Freedom, Justice, and Neglected Tropical Diseases

  • Carlos Franco-Paredes, 
  • Jose I. Santos-Preciado

“What moves us, reasonably enough, is not the realization that the world falls short of being completely just—which few of us expect—but that there are clearly remediable injustices around us which we want to eliminate” [1]

Neglected tropical diseases (NTDs) are remediable injustices of our times. Poverty is the starting point, and the ultimate outcome, of NTDs. Much about poverty is evident enough, but considering poverty as simply low income is insufficient [2]. In the context of NTDs, poverty should be seen as the relative deprivation of freedoms and capabilities dictating a lack of opportunities and choices in life [3], [4]. Capabilities refer to the person's freedom to lead one type of life or another, and freedom with the real opportunity to accomplish what we value as human beings [5]. Thus, NTDs are diseases of socially excluded populations that promote poverty by relatively depriving individuals from basic capabilities and freedoms. The social pathways of becoming ill with an NTD include socially determined failures including widespread illiteracy, malnutrition, poor living conditions, unemployment, and the overall failure of ownership relations in the form of entitlements [2], [5]. In turn, in a vicious cycle of destitution and dispossession, NTDs produce disability, disfigurement, stigma, and premature mortality.

When addressing issues surrounding social equity and justice it becomes inescapable to revisit the writings of Amartya Sen, one of the world's leading intellectuals of our time.
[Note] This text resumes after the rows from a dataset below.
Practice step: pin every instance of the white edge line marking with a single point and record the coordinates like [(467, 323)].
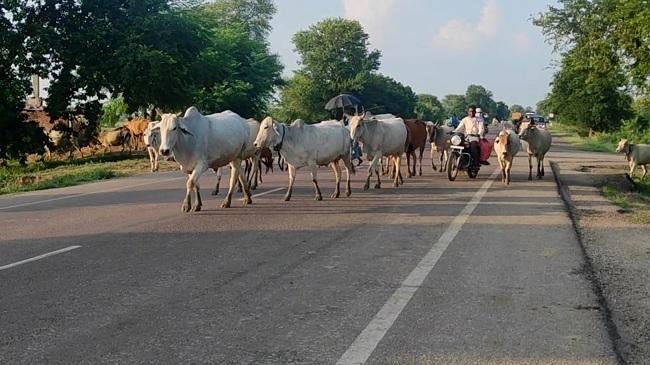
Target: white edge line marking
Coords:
[(90, 193), (39, 257), (367, 341)]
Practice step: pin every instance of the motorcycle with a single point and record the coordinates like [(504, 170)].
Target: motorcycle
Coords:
[(460, 159)]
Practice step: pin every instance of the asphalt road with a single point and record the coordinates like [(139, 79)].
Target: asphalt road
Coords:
[(432, 272)]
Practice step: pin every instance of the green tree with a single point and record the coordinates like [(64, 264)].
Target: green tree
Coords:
[(621, 25), (18, 138), (455, 105), (543, 107), (113, 110), (335, 59), (254, 16), (482, 98), (382, 94), (502, 111), (428, 107), (589, 95), (516, 108)]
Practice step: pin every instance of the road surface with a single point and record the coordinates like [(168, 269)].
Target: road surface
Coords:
[(432, 272)]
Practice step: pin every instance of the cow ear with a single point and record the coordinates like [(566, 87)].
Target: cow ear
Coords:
[(276, 129)]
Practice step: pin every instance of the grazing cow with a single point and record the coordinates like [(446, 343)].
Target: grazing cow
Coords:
[(537, 143), (417, 139), (440, 142), (506, 146), (199, 142), (136, 128), (114, 137), (313, 145), (636, 155), (384, 137), (152, 142)]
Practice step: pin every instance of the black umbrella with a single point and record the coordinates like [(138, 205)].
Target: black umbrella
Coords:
[(342, 101)]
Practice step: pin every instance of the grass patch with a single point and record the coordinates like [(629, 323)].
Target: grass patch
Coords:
[(637, 201), (56, 174)]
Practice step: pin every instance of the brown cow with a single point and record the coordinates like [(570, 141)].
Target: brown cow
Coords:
[(136, 128), (417, 139)]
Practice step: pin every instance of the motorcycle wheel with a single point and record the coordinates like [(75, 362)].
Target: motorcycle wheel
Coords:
[(452, 167), (472, 173)]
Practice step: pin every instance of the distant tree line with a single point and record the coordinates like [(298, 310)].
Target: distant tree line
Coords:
[(603, 75), (108, 59)]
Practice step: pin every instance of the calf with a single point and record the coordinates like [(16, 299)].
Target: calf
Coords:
[(417, 140), (506, 146), (636, 155)]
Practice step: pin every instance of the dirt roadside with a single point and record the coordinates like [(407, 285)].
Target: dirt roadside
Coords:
[(616, 248)]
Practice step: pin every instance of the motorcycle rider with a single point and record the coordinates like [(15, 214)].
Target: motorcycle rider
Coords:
[(473, 129)]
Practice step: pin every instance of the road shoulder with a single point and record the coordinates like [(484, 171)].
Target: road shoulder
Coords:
[(616, 250)]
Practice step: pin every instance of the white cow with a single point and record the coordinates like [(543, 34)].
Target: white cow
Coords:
[(251, 154), (151, 138), (313, 145), (199, 142), (383, 137)]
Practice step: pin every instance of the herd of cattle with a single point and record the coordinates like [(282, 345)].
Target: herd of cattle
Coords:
[(200, 142)]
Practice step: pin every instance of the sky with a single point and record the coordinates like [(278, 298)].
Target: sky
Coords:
[(438, 47)]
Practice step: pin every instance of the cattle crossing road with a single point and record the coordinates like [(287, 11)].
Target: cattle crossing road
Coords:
[(432, 272)]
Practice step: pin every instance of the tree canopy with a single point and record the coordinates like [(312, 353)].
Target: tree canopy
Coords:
[(605, 58)]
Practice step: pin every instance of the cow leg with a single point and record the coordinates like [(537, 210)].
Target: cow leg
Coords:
[(433, 164), (372, 167), (313, 169), (632, 168), (398, 172), (245, 188), (645, 171), (292, 179), (151, 159), (337, 174), (408, 163), (443, 161), (421, 154), (256, 171), (347, 162), (235, 170), (192, 185), (216, 188)]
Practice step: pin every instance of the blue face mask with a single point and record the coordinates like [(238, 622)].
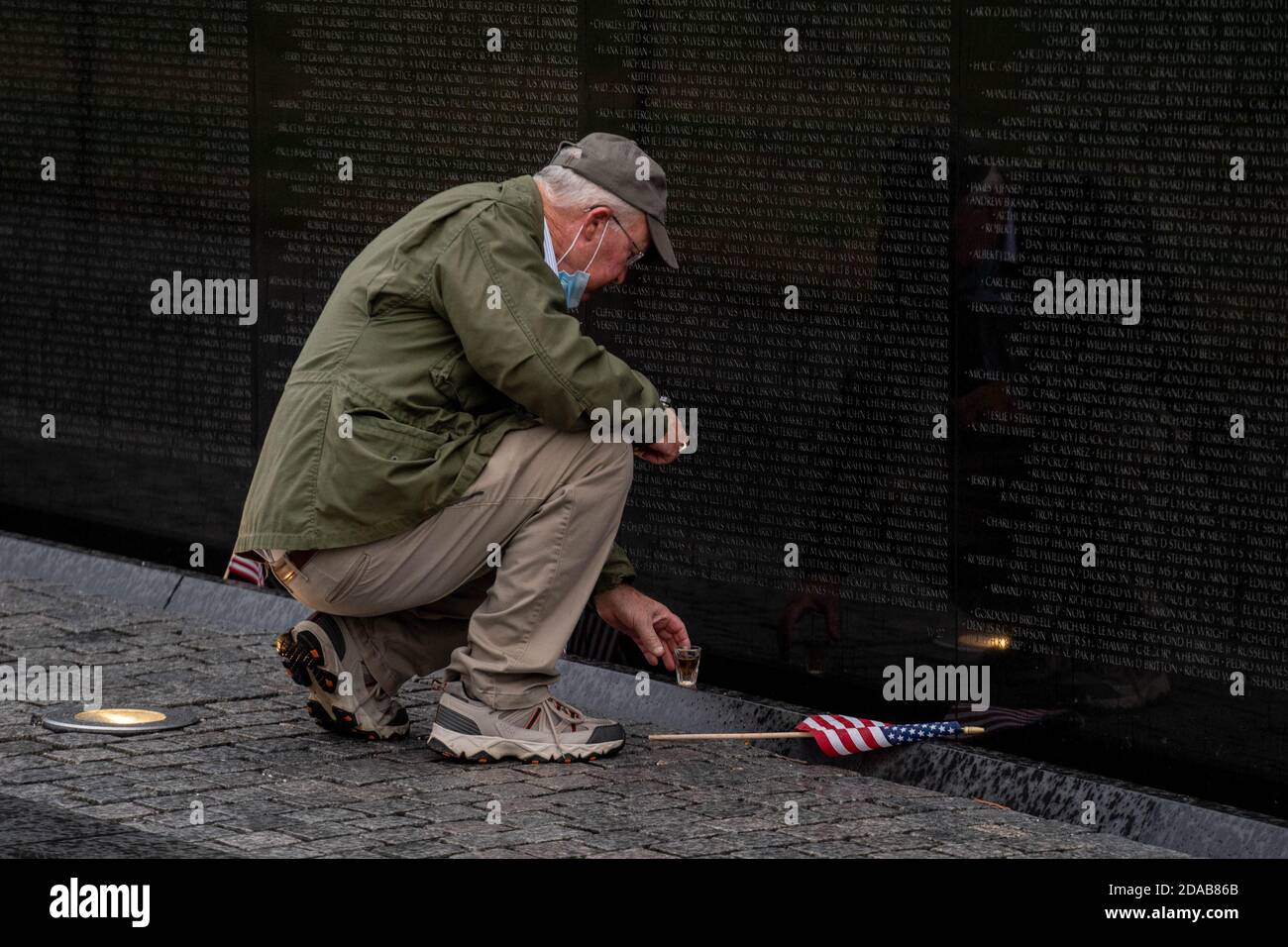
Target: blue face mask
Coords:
[(575, 283)]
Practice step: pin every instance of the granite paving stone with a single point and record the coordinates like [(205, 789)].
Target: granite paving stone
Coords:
[(271, 785)]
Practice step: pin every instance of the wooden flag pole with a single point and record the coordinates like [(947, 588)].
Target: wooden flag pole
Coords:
[(789, 735)]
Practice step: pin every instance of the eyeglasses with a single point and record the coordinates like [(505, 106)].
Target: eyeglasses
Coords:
[(636, 254)]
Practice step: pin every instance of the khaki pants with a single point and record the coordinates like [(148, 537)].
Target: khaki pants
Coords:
[(425, 598)]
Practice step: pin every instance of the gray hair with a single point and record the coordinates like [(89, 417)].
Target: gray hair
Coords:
[(570, 189)]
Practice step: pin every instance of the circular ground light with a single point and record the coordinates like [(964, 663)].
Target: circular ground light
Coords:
[(119, 720)]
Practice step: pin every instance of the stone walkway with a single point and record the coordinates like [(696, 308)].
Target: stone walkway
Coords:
[(267, 783)]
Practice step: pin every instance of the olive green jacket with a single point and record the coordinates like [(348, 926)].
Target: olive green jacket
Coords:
[(443, 334)]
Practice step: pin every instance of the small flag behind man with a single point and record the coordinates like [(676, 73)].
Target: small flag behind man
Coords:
[(838, 735), (245, 570)]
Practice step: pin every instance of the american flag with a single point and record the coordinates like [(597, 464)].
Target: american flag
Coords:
[(245, 570), (837, 735)]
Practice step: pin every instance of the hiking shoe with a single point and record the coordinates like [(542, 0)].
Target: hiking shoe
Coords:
[(316, 652), (467, 728)]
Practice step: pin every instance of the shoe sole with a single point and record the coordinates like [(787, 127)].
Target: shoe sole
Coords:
[(493, 749), (304, 668)]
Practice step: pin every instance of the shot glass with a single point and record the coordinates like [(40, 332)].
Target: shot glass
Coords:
[(687, 667)]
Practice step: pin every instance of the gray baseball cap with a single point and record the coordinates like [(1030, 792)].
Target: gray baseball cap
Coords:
[(610, 161)]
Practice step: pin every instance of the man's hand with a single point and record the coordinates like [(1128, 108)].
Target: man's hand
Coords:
[(669, 447), (655, 628)]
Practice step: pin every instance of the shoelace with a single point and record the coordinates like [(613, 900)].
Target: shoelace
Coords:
[(550, 710), (550, 707)]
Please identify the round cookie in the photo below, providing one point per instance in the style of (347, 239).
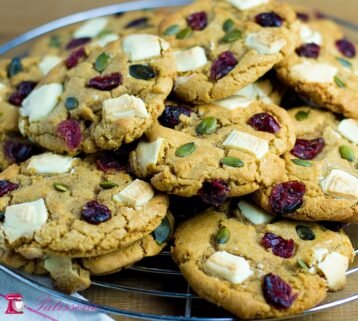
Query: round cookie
(218, 52)
(322, 176)
(98, 31)
(324, 67)
(233, 264)
(63, 206)
(122, 258)
(215, 151)
(99, 98)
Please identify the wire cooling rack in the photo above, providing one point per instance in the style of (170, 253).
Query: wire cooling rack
(155, 284)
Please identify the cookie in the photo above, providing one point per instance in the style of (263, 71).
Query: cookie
(98, 31)
(218, 51)
(324, 67)
(322, 176)
(99, 98)
(63, 206)
(149, 245)
(260, 270)
(215, 151)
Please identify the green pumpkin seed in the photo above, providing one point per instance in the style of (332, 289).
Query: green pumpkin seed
(229, 25)
(232, 36)
(303, 264)
(185, 150)
(305, 233)
(101, 62)
(108, 185)
(14, 67)
(347, 153)
(71, 103)
(142, 72)
(206, 126)
(104, 32)
(55, 42)
(344, 62)
(60, 187)
(339, 82)
(222, 235)
(163, 231)
(301, 162)
(232, 162)
(302, 115)
(185, 33)
(172, 30)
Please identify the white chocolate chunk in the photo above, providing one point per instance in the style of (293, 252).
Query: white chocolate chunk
(141, 46)
(22, 220)
(91, 28)
(265, 42)
(314, 72)
(190, 59)
(307, 35)
(334, 268)
(232, 268)
(246, 4)
(49, 163)
(148, 153)
(103, 41)
(135, 194)
(349, 129)
(125, 106)
(41, 101)
(254, 214)
(48, 63)
(247, 143)
(341, 184)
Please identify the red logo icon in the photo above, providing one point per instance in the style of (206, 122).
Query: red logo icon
(15, 304)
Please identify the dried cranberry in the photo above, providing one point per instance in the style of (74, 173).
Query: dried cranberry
(302, 16)
(70, 131)
(74, 58)
(74, 43)
(280, 246)
(22, 91)
(6, 187)
(112, 160)
(106, 82)
(223, 65)
(277, 292)
(287, 197)
(333, 226)
(95, 213)
(308, 149)
(138, 23)
(346, 48)
(171, 115)
(19, 152)
(269, 19)
(214, 192)
(198, 20)
(309, 50)
(264, 122)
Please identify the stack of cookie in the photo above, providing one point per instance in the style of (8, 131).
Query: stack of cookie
(111, 125)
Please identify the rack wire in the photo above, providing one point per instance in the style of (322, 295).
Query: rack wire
(157, 277)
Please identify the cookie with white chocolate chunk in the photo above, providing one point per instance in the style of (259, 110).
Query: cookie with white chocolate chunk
(99, 98)
(215, 151)
(63, 206)
(322, 177)
(324, 67)
(260, 270)
(218, 52)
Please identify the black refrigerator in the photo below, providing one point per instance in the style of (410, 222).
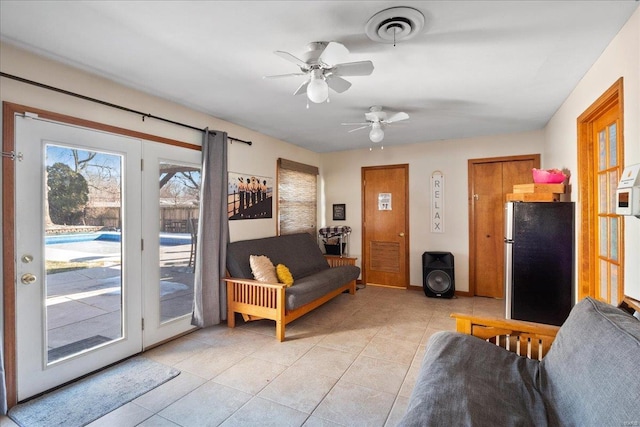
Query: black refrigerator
(539, 261)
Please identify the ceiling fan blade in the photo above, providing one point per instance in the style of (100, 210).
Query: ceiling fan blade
(363, 127)
(397, 117)
(360, 68)
(302, 88)
(277, 76)
(337, 83)
(289, 57)
(333, 53)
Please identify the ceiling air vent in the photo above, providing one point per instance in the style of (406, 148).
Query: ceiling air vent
(394, 25)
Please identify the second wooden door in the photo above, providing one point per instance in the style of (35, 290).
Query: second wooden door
(489, 182)
(385, 225)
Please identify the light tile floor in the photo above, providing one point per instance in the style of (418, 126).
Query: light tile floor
(351, 362)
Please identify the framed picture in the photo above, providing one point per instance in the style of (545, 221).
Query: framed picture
(249, 196)
(339, 212)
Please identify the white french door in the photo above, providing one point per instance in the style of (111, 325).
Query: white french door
(78, 294)
(171, 201)
(98, 258)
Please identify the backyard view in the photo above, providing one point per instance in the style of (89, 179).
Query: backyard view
(84, 251)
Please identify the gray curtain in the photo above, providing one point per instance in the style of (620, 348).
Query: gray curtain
(210, 296)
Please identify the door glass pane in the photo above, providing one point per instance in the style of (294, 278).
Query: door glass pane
(603, 237)
(614, 285)
(604, 274)
(613, 235)
(83, 250)
(602, 193)
(613, 185)
(179, 205)
(602, 150)
(613, 146)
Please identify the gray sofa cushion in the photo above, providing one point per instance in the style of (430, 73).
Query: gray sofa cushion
(316, 285)
(299, 252)
(591, 375)
(465, 381)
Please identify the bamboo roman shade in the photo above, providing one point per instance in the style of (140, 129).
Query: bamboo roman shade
(297, 197)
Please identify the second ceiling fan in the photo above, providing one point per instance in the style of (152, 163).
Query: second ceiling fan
(377, 120)
(320, 64)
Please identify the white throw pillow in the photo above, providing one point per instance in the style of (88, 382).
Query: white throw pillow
(263, 269)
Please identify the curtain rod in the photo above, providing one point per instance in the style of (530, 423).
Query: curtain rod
(108, 104)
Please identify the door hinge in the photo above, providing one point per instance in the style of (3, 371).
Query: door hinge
(12, 155)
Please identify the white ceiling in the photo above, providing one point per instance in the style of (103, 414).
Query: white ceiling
(477, 68)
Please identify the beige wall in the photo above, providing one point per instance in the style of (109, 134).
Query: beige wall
(341, 180)
(620, 59)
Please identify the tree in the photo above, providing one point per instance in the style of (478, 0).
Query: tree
(68, 194)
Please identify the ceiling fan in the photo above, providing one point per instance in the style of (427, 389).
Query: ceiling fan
(320, 64)
(377, 119)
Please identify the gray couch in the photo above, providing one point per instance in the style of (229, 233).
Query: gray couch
(589, 377)
(317, 279)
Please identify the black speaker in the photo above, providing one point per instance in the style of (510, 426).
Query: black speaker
(437, 277)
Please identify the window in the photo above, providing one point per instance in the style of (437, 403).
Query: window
(297, 197)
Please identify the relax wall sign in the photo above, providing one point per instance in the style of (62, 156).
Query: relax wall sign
(437, 202)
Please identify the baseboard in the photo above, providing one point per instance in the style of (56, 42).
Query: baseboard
(463, 294)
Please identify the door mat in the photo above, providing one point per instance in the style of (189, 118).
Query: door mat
(84, 401)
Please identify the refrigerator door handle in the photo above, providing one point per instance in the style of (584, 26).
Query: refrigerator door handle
(508, 278)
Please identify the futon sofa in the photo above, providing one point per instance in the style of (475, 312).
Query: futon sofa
(590, 375)
(317, 278)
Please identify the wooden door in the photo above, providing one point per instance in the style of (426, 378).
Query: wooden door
(385, 237)
(601, 231)
(490, 181)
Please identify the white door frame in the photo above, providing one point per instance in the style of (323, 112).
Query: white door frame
(10, 111)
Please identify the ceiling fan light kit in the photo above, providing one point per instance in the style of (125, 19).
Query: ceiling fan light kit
(317, 89)
(376, 134)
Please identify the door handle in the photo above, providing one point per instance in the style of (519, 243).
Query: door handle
(28, 278)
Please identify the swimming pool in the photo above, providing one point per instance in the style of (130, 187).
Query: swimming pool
(166, 239)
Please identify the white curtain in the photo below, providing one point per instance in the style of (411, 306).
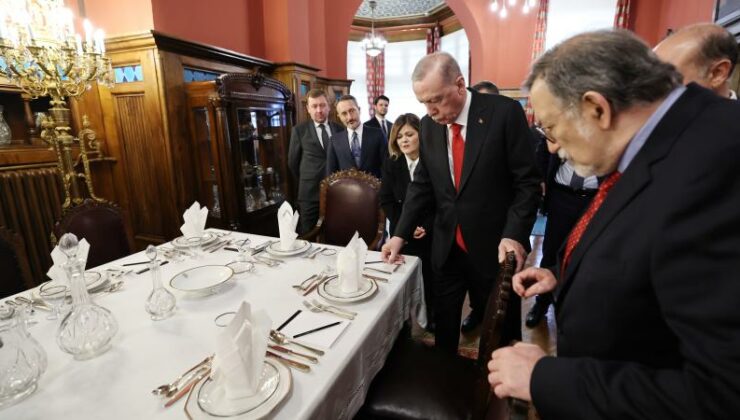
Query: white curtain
(457, 44)
(356, 70)
(566, 18)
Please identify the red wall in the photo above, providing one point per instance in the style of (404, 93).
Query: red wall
(653, 18)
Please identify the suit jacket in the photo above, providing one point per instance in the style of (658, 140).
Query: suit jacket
(647, 310)
(396, 180)
(372, 155)
(373, 122)
(307, 159)
(499, 186)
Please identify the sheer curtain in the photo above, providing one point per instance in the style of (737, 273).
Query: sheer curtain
(457, 44)
(357, 71)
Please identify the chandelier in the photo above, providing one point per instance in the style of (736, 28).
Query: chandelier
(500, 6)
(374, 44)
(43, 55)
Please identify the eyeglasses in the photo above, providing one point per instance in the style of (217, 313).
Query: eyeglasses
(543, 132)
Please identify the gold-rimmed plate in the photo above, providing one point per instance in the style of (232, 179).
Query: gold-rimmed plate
(201, 281)
(275, 385)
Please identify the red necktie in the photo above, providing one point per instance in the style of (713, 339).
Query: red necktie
(577, 232)
(458, 152)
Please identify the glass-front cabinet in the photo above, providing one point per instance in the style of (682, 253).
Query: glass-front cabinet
(240, 128)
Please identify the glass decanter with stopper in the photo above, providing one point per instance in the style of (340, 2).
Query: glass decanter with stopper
(161, 303)
(22, 359)
(88, 329)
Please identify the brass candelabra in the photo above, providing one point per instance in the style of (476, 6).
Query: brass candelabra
(44, 56)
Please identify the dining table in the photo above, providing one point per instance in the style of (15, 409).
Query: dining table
(146, 353)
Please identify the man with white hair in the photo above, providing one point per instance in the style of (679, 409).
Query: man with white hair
(647, 281)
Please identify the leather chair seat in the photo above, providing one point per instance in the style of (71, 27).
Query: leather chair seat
(420, 382)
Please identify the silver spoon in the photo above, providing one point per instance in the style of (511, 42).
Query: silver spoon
(281, 338)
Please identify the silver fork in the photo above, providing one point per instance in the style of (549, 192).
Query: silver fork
(314, 308)
(334, 308)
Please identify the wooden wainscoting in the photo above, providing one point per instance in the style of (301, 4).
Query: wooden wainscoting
(30, 204)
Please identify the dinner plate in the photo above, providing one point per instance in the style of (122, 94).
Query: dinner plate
(331, 291)
(182, 242)
(201, 281)
(274, 386)
(299, 246)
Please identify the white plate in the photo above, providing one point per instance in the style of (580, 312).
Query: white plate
(299, 246)
(275, 385)
(330, 290)
(182, 242)
(201, 281)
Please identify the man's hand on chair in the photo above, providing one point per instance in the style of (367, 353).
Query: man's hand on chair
(391, 250)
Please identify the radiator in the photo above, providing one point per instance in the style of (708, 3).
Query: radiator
(30, 204)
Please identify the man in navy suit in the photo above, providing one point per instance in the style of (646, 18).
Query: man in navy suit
(647, 281)
(379, 121)
(359, 147)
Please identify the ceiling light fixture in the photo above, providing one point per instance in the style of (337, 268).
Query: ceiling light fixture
(374, 44)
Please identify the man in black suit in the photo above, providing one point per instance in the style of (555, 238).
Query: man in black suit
(477, 168)
(379, 121)
(307, 155)
(359, 146)
(647, 283)
(703, 53)
(567, 195)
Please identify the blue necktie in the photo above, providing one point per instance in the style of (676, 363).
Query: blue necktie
(356, 149)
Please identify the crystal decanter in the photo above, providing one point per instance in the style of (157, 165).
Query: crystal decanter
(161, 303)
(88, 329)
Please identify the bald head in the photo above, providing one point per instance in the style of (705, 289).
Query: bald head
(441, 63)
(704, 53)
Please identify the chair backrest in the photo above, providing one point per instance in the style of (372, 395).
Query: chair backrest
(102, 225)
(349, 202)
(16, 272)
(492, 333)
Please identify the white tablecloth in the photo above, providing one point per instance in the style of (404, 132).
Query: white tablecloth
(146, 353)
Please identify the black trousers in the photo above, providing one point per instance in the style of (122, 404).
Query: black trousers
(309, 214)
(452, 280)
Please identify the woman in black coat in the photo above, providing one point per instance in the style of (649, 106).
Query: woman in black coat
(403, 147)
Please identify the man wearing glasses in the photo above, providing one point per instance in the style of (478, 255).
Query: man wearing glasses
(566, 196)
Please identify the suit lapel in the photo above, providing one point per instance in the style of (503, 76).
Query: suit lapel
(474, 137)
(635, 178)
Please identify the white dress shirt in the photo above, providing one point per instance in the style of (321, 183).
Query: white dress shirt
(359, 135)
(318, 132)
(411, 164)
(462, 119)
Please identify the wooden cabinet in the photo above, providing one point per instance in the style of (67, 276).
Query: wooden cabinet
(240, 129)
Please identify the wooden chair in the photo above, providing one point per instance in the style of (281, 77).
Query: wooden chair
(16, 272)
(349, 201)
(102, 224)
(419, 382)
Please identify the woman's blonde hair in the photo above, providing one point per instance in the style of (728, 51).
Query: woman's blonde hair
(405, 119)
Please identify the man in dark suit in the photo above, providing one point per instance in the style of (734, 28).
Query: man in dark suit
(477, 168)
(359, 146)
(647, 282)
(567, 195)
(379, 121)
(307, 155)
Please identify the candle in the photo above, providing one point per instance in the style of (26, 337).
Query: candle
(88, 32)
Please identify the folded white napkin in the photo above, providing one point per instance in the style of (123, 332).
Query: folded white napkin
(287, 221)
(240, 353)
(195, 221)
(349, 264)
(56, 272)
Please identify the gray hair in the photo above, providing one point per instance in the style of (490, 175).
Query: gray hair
(439, 61)
(615, 63)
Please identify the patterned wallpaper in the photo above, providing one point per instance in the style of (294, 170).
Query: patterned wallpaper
(397, 8)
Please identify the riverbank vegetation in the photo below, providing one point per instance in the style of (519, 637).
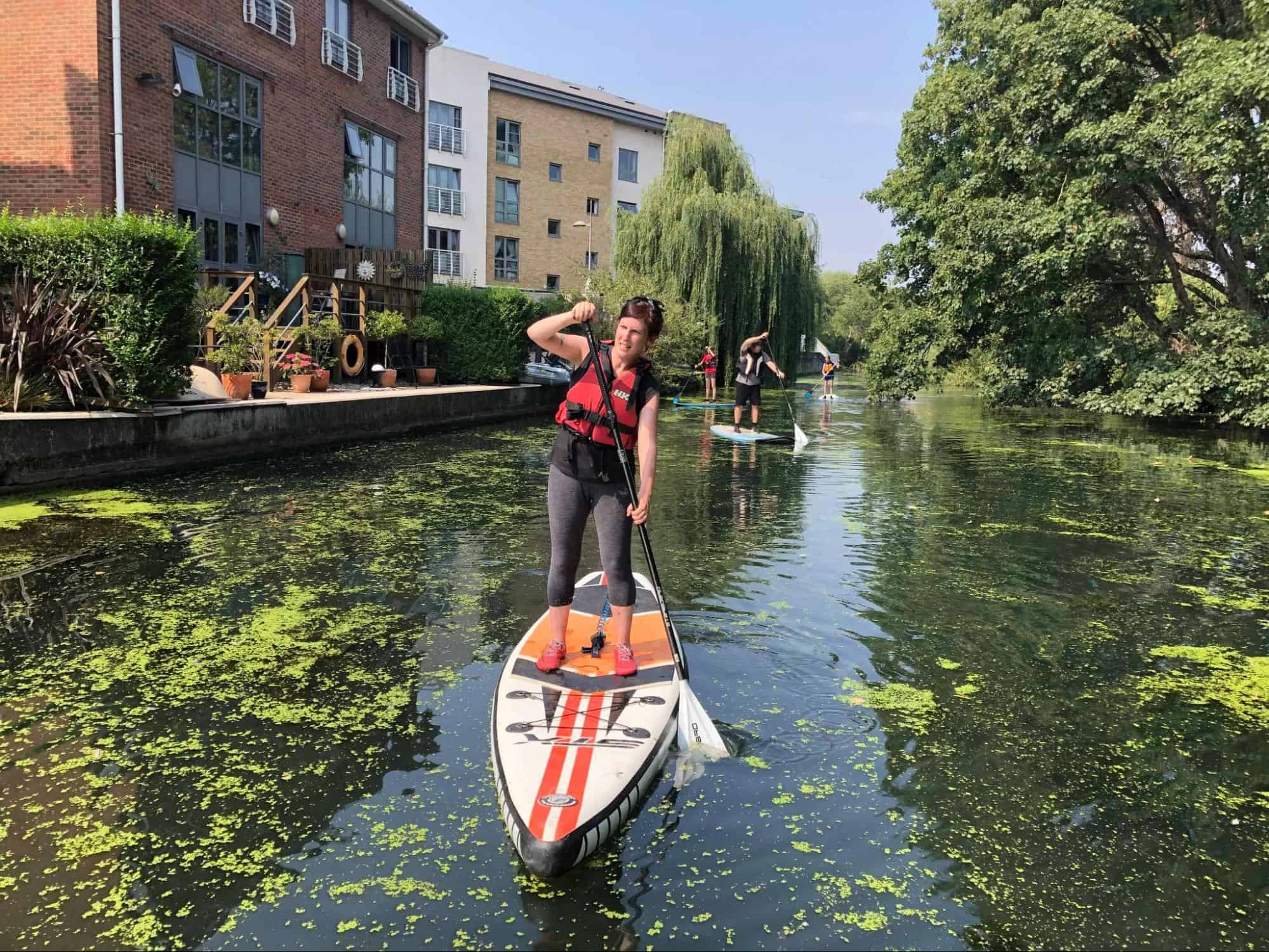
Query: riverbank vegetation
(1080, 201)
(715, 246)
(128, 336)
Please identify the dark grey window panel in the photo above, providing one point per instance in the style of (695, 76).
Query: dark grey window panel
(231, 194)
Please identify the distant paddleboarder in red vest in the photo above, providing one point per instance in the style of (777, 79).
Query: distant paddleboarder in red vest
(585, 473)
(710, 364)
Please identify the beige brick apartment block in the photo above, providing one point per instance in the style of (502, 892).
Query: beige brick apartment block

Throughout his books, but most emphatically in his recent one, The Idea of Justice, he argues for a framework for the critical assessment of judgments about justice whether based on freedoms, capabilities, resources, or well-being [1]. According to Sen, liberty is defined as the possible fields of application of equality, and equality as the pattern of distribution of liberty; and living may be seen as a set of interrelated functionings, consisting of beings and doings [5]. A person's achievements in this respect can be seen as the vector of constitutive functionings, including elementary ones such as being adequately nourished and being in good health [4], [5]. The health status of an individual in a specific social arrangement can be scrutinized from two different perspectives: the actual achievement of health, and the freedom to achieve it [3]. Health achievement tends to be a reliable guide to the underlying capabilities of an individual and a central consideration of human life. At the same time, the freedoms and capabilities that we are able to exercise in our lives are dependent on our health achievement [3], [5]. Taking into account the role of health in human life, social justice calls for a fair distribution as well as efficient creation of human capabilities and opportunities for individuals to achieve and maintain good health [3]. Therefore, achieving health free from escapable or preventable illness, disability, and premature death, which occurs with most NTDs, is an integral component of justice in our lives that is directly influenced by our existing freedoms and capabilities [6].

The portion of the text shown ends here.